On Elmira’s South Side, there are a lot of former industrial sites.
The Southside Rising Project is focused on redeveloping three of those sites. The goal is to build residential and commercial buildings on the contaminated land. But first they have to be cleaned up. And then the city can entice business investment by offering tax credits.
Jennifer Miller heads the Community Development office for the City of Elmira. Miller’s worked on the Southside Rising project since 2008. And she says they’re getting close to breaking ground.
“It’s a program that encourages implementation. And that’s kind of the phase that we could be going into," Miller says.
But that’s not likely to happen if state funding dries up. Miller used funding from what’s known as the Brownfield Opportunity Area program to test sites for contaminants, produce drawings, and market the sites to investors.

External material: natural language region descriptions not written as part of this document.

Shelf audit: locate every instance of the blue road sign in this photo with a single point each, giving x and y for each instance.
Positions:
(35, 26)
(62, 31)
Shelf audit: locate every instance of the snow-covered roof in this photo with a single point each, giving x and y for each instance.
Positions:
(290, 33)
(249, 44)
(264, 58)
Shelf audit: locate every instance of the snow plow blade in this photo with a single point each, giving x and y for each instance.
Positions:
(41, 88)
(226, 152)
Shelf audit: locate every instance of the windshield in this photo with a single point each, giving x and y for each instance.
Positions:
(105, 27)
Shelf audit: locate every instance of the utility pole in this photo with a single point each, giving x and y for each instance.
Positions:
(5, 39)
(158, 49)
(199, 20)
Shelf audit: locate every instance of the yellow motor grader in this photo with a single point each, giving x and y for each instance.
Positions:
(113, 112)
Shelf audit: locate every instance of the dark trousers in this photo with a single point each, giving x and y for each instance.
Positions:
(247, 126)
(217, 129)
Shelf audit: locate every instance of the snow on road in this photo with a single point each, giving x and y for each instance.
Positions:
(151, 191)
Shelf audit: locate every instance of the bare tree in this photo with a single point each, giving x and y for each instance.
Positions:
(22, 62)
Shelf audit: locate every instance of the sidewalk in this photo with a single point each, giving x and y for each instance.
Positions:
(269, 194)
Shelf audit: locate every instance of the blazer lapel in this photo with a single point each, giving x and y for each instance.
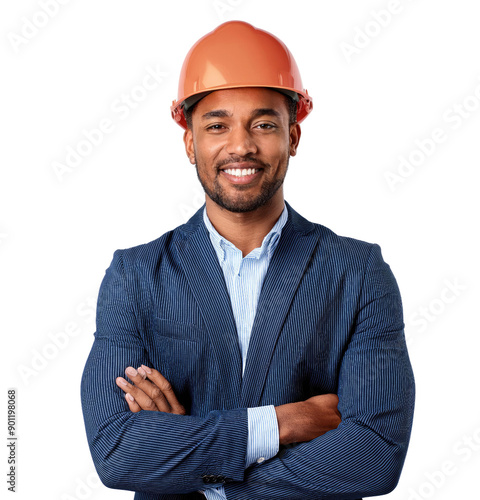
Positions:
(205, 277)
(288, 264)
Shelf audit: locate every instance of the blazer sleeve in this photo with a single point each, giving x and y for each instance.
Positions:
(151, 452)
(365, 454)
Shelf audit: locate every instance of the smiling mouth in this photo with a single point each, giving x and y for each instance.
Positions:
(241, 172)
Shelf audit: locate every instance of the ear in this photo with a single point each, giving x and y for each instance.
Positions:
(189, 149)
(295, 133)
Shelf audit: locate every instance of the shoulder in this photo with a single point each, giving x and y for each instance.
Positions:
(332, 245)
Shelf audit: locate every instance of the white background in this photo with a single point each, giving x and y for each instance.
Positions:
(58, 232)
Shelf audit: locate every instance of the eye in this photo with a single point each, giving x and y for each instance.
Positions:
(215, 127)
(265, 126)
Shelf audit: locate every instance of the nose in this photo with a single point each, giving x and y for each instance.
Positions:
(240, 142)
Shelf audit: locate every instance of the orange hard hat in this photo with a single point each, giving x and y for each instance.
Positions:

Elmira and small cities like it don’t have the resources to do this work on their own.
Jody Kass is the Executive Director of the New Partners for Community Revitalization. She says nothing can happen in these opportunity areas without the classification from the state.
“But if the community doesn’t have the resources to become a certified BOA, which Southside Rising does not, it means that developers will look elsewhere because they’ll be able to get those resources elsewhere,” says Kass.
So far only 12 out of 120 BOAs across the state are certified.
Larry Schanpf is an environmental lawyer. Schanpf says the governor’s decision couldn’t come at a worse time.
“And now when these BOAs are getting to the point where they are mature enough to start producing results there is no money for them,” Schanpf says.
The Department of State, which runs the BOA program, says despite the cut, they will give advice to anyone looking for help.
The governor’s budget office says that by shifting the focus of the brownfield funding to developing individual sites, all projects will benefit.
Schanpf says the irony of the governor’s proposal is that the tax breaks for projects in an opportunity area were increased by 5%, but without the funding, it will be impossible for a new BOA to get certified.
“So the BOA program has become essentially like the stepchild of the brownfield program,” says Schanpf.
The entire brownfield program has always been controversial. Critics of the program say the tax breaks go to companies that don’t need them or to projects that shouldn’t qualify as brownfields.
Another problem is the discrepancy between upstate and downstate. More than half the money doled out by the program has gone to New York City or Westchester County.
Schanpf says that throwing out the BOA part of the brownfield program won’t fix any of these problems.
“One the one hand, maybe some people feel the BOA program hasn’t really worked, on the other hand, there were a lot of obstacles to it so that it was almost wasn’t working because it wasn’t designed properly," says Schanpf. "So it sort of becomes a self-fulfilling legacy.”
The state budget isn’t set in stone yet. Negotiations between the legislature and the governor started this week. The budget deadline is April 1st. Supporters of Brownfield Opportunity Areas are hoping to get the funding restored before then.